Welcome to CUTLASS#

What is CUTLASS?#

CUTLASS is a collection of CUDA C++ template abstractions and Python domain-specific languages (DSLs) designed to enable high-performance matrix-matrix multiplication (GEMM) and related computations across all levels within CUDA. It incorporates hierarchical decomposition and data movement strategies similar to those used in libraries like cuBLAS and cuDNN.

C++ and Python Integration#

The C++ implementation modularizes the computational building blocks or “modular parts” into reusable software components using template classes. The Python DSLs, initially introduced as the CuTe DSL, provide an intuitive interface for rapid kernel development with fine-grained control over hardware behavior.

These abstractions allow developers to specialize and tune computation primitives for different layers of the parallelization hierarchy using configurable custom tiling sizes, data types, and other algorithmic policies through C++ template metaprogramming or dynamic Python APIs.

Extensive Mixed-Precision Data Type Support#

To support a broad range of applications, CUTLASS offers comprehensive support for mixed-precision computations via both its C++ templates and Python interfaces. Supported data types include:

Floating-point types: FP64, FP32, TF32, FP16, BF16
Tensor Core-emulated FP32
8-bit floating-point formats: e5m2 and e4m3
Block scaled types: NVIDIA NVFP4 and OCP standard MXFP4, MXFP6, MXFP8
Narrow integer types: 4-bit and 8-bit signed/unsigned integers
Binary types: 1-bit data types

The Python DSL extends this support by enabling experimentation with optimal data type combinations using a NumPy-style API.

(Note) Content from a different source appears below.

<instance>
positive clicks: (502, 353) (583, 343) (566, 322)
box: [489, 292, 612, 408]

Performance Across NVIDIA Architectures#

CUTLASS delivers peak-performance matrix multiplication on NVIDIA Tensor Core architectures, from the NVIDIA Ampere Architecture through the NVIDIA Blackwell Architecture, using both optimized C++ templates and Python-generated kernels.

The Python DSL is optimized for the NVIDIA Blackwell Architecture and achieves performance within 2% of handwritten C++ implementations, while reducing development time through just-in-time (JIT) compilation and interactive debugging.

Python support for the NVIDIA Hopper Architecture and NVIDIA Ampere Architecture will be available as an experimental feature at launch, with improvements planned in future releases.

Beyond GEMM: Convolution Support#

Beyond GEMM, CUTLASS supports high-performance convolution operations through the implicit GEMM algorithm. Implicit GEMM reformulates convolution operations as matrix multiplications (GEMM), enabling CUTLASS to leverage its modular and highly optimized GEMM pipeline. This approach allows CUTLASS to construct efficient convolutions by reusing highly optimized GEMM components.